The rapid growth of large language model (LLM) inference services has increased the demand for efficient multi-tenant GPU scheduling. While modern inference runtimes such as vLLM improve throughput through continuous batching and optimized memory management, accurately estimating the runtime cost of heterogeneous inference requests remains challenging. In practice, admission-time workload estimates may deviate from observed execution behavior, leading to workload misclassification, queue imbalance, increased tail latency, and degraded Quality-of-Service (QoS). This paper presents DriftSched, a QoS-aware scheduling framework for multi-tenant LLM inference serving on NVIDIA L4 GPUs. DriftSched combines workload classification, token-budget estimation, tenant-aware queue management, and an online feedback mechanism to refine workload estimates using runtime observations. The framework evaluates FIFO, Priority, Weighted, Shortest-Job-First (SJF), and Aging Priority scheduling policies under heterogeneous multi-tenant workloads. Experimental results show that adaptive calibration reduces workload estimation error by an average of 38.8% (MAE) and 40.5% (RMSE), improving workload classification stability. Among all evaluated schedulers, SJF achieves the best overall performance, reducing median end-to-end latency by approximately 42% and P99 latency by approximately 16% relative to FIFO under sustained GPU contention. The results further indicate that scheduler selection has a greater impact on latency behavior than runtime calibration alone, while accurate workload characterization largely eliminates systematic estimation drift. This work contributes a reproducible framework for studying workload-estimation fidelity and QoS-aware scheduling in multi-tenant GPU inference systems.

Editorial analysis

A structured set of objections, weighed in public.

Desk editor's note, referee report, simulated authors' rebuttal, and a circularity audit. Tearing a paper down is the easy half of reading it; the pith above is the substance, this is the friction.

Referee Report

2 major / 0 minor

Summary. The manuscript presents DriftSched, a QoS-aware scheduling framework for multi-tenant LLM inference on NVIDIA L4 GPUs. It combines workload classification, token-budget estimation, tenant-aware queue management, and an online feedback mechanism to refine estimates from runtime observations. The framework is evaluated on FIFO, Priority, Weighted, SJF, and Aging Priority policies under heterogeneous workloads, with results indicating that adaptive calibration reduces estimation error by 38.8% (MAE) and 40.5% (RMSE), and that SJF reduces median end-to-end latency by ~42% and P99 latency by ~16% relative to FIFO.

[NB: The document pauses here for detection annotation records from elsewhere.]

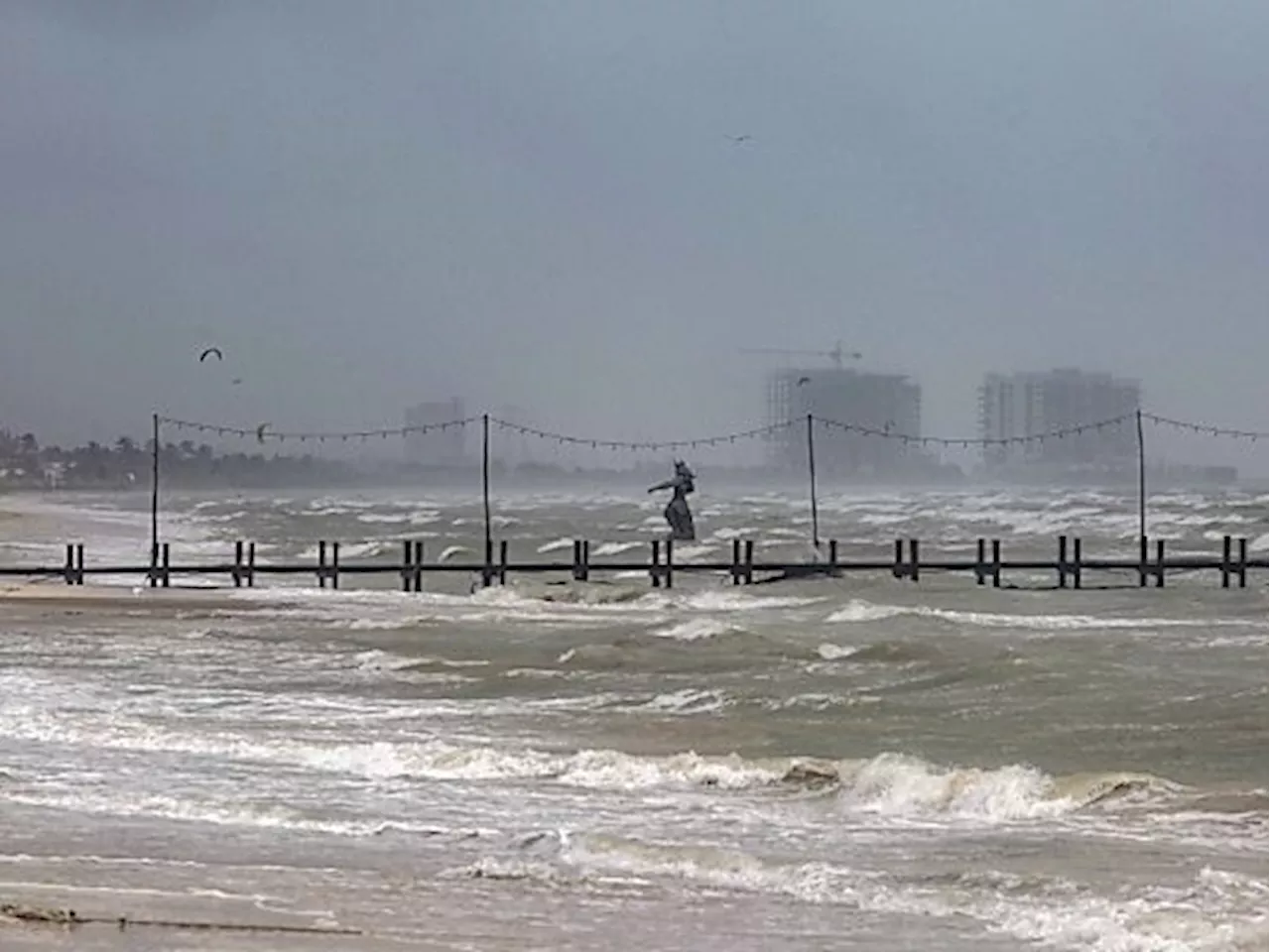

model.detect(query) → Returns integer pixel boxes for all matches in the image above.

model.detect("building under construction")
[979,368,1142,475]
[405,398,467,467]
[767,367,922,476]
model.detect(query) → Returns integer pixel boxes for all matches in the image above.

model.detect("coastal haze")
[0,0,1270,952]
[0,490,1270,952]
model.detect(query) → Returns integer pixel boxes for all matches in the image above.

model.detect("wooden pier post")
[572,538,590,581]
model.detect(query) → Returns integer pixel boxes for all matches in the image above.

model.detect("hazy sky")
[0,0,1270,467]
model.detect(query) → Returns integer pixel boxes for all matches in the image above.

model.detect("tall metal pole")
[480,414,494,568]
[1134,408,1147,545]
[807,414,821,551]
[150,414,159,588]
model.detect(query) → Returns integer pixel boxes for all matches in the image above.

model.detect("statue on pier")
[649,459,698,542]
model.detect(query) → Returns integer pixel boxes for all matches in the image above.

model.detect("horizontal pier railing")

Significance. If the empirical findings hold, this work contributes a reproducible framework for investigating workload-estimation fidelity and QoS-aware scheduling in multi-tenant GPU inference systems. It highlights that scheduler selection has a greater impact on latency than calibration alone and that accurate characterization can eliminate systematic drift. The provision of a reproducible framework is a notable strength.

major comments (2)
  1. [Abstract] The quantitative performance claims (38.8% MAE / 40.5% RMSE error reduction; 42% median / 16% P99 latency reduction) are stated without any accompanying description of the experimental setup, workload characteristics, statistical tests, number of trials, or error bars. This omission makes it impossible to assess the reliability or generalizability of the reported improvements.
  2. [Abstract] The online feedback mechanism is central to the adaptive calibration claim, yet there is no indication that its computational or synchronization overhead was measured or shown to be negligible. If the feedback path consumes GPU resources or introduces queue perturbations, the net benefit of the reported error reductions and latency improvements could be substantially smaller than claimed.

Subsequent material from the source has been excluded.